# Coverting .pdf pics to .jpg



## Chris_L_Hanssen (Oct 15, 2004)

Does anyone know an FREE AND I MEAN FREE non paid program (not JASC Paint Shop Pro or Photoshop) that coverts pictures in .pdf files to .jpg?

Please help me? Thanks.


----------



## V0lt (Sep 14, 2002)

Hi Chris,

If you're in a pinch and need something right now for a small number of images, you could just go the alt+printscreen route and then just paste the clipboard into paint, crop and save.

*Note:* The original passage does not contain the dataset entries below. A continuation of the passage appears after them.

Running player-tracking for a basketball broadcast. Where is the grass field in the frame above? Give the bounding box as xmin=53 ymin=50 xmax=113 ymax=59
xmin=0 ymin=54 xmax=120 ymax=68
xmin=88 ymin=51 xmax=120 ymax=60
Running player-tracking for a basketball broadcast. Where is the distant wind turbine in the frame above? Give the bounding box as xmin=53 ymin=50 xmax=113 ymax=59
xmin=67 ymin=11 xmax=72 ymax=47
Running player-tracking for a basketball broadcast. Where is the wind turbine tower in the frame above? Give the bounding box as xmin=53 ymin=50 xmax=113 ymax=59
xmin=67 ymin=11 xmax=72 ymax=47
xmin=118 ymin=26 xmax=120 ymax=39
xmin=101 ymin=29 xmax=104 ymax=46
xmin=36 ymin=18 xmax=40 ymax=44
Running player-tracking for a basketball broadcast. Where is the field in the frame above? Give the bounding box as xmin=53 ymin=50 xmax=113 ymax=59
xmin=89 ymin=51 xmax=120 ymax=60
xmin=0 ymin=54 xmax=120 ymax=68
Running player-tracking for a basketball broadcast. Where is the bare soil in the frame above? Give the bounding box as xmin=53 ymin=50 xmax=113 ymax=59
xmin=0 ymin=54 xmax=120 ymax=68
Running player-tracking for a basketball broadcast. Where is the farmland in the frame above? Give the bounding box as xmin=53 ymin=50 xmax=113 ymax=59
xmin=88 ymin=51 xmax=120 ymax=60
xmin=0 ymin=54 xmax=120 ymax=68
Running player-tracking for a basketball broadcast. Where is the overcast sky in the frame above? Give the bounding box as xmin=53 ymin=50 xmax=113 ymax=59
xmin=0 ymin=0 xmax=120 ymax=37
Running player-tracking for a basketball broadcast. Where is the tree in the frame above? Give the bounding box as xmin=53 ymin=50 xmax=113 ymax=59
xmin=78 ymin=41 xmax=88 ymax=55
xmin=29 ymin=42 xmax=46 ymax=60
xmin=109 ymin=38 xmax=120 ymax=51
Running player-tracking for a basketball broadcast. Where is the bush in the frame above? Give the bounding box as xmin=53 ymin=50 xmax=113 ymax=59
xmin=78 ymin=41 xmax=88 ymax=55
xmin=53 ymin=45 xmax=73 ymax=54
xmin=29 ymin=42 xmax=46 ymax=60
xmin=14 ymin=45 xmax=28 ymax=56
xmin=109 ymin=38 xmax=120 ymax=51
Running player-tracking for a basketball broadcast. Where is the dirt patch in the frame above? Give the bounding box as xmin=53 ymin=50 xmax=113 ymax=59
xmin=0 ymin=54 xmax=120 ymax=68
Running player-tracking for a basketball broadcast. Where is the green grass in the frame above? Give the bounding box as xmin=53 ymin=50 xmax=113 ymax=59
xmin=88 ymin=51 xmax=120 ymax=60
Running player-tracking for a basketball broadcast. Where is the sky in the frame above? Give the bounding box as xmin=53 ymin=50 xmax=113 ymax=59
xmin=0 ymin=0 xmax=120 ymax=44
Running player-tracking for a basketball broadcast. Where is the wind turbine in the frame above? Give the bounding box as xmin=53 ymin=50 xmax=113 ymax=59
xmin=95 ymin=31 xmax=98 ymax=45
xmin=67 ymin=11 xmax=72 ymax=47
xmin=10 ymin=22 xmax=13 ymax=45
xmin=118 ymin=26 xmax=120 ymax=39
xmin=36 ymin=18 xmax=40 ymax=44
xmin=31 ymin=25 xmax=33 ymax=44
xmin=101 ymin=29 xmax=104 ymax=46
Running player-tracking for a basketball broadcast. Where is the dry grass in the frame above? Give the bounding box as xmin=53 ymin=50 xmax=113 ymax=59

If you need something a little more 'heavy duty', I would check out The GIMP, which rivals Adobe Photoshop in both price and functionality.


----------



## Inactive (Apr 11, 2005)

irfanview is free and can open PDFs once you have the AFPL ghostscript installed. the AFPL defaults 96 DPI to open with, but you can up this by clicking on the Options>Properties>Plugins Tab. click the Postscript Options button and there you can specify the DPI.


----------



## guiblum (May 26, 2006)

Download and install Foxit Reader (very small footprint) which is a PDF reader superior to Adobe Reader.
Open your e-book in Foxit, and from the option bar select the "camera" icon.
With that draw a selection round the image you want to save.
That image thus selected will be copied automatically to the clipboard.
Open up MS Paint, Ctrl+V to paste that image, save as jpg.


----------



## guiblum (May 26, 2006)

Meant to say, Foxit Reader is free free free


----------



## Chris_L_Hanssen (Oct 15, 2004)

Well thanks for the help.


----------